Santhosh Pasupuleti, Ph.D., lead author of the published study Santhosh Pasupuleti, Ph.D., assistant research professor of pediatrics at the Herman B Wells Center for Pediatric Research and a researcher at the IU Melvin and Bren Simon Comprehensive Cancer Center stated, “Our research findings demonstrated the combination of two drug therapies reduced the number of cancerous stem cells and enlargement of the spleen, and improved blood cell abnormalities often seen in JMML patients. These results provide hope for improved therapeutic options for JMML patients and highlight the potential of combination treatments in combating rare childhood disease.”

A model of JMML was used by researchers from IU, Seattle Children’s Hospital, the University of California, San Francisco, and the Medical College of Wisconsin to test a new combination of two drugs: the MEK inhibitor PD0325901 and 5-azacitidine. They found that this combination reduced some of the cancerous characteristics of the disease. By reducing the number of cancerous blood stem cells in the model and the Ras/MAPK pathway’s activity, the combination was effective.

According to Reuben Kapur, Ph.D., director of the Herman B. Wells Center for Pediatric Research, co-program leader of Hematopoiesis and Hematologic Malignancies at the IU Melvin and Bren Simon Comprehensive Cancer Center, and co-author of the study, “The most common treatments for JMML patients today are bone marrow transplants, but unfortunately, nearly 50% of those transplant recipients relapse. Chemotherapy and other medications have also been used but their responses have not been great. We hypothesized that a combination of targeted medications could be a better option than what’s available, and we’re thrilled our pre-clinical studies have shown that to be the case.”

This combination treatment for JMML patients who have failed other therapies have been approved for a clinical trial. Elliot Stieglitz, MD, an associate professor of pediatrics at the University of California, San Francisco, will be in charge of the clinical trial. In a separate clinical trial, Stieglitz recently found that trametinib was effective but not curative in JMML patients who did not respond to regular chemotherapy.

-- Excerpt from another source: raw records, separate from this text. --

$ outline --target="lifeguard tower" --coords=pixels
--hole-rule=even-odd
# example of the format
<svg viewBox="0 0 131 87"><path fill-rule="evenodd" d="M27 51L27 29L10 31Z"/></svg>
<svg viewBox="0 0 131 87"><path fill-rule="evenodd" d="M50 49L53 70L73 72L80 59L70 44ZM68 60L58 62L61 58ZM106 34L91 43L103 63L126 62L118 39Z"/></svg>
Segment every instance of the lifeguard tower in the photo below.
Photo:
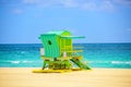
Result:
<svg viewBox="0 0 131 87"><path fill-rule="evenodd" d="M83 50L74 50L72 39L84 37L74 37L68 30L49 32L39 36L43 47L40 48L40 58L44 60L41 72L67 72L75 70L90 70L82 62ZM78 67L76 67L78 66Z"/></svg>

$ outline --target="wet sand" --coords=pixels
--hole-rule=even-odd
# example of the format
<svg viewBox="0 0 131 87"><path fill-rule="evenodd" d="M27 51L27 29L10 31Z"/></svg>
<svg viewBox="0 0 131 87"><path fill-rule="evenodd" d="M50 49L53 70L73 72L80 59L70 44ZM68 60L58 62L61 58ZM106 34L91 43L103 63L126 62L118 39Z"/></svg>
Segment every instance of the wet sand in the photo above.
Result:
<svg viewBox="0 0 131 87"><path fill-rule="evenodd" d="M0 67L0 87L131 87L131 70L127 69L70 73L32 73L33 70L36 69Z"/></svg>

“Based on the information we learned, we will now test the combination of trametinib and azacitidine in patients with newly diagnosed JMML in the hope that the combination will be more effective than either drug alone,” said Stieglitz. “Importantly, certain ‘lower-risk’ JMML patients in the upcoming trial will receive this combination of targeted treatments in place of a more intense treatment called stem cell transplantation. We anticipate this […] trial of targeted agents will decrease side effects and increase the number of patients who achieve remission compared to conventional treatments.”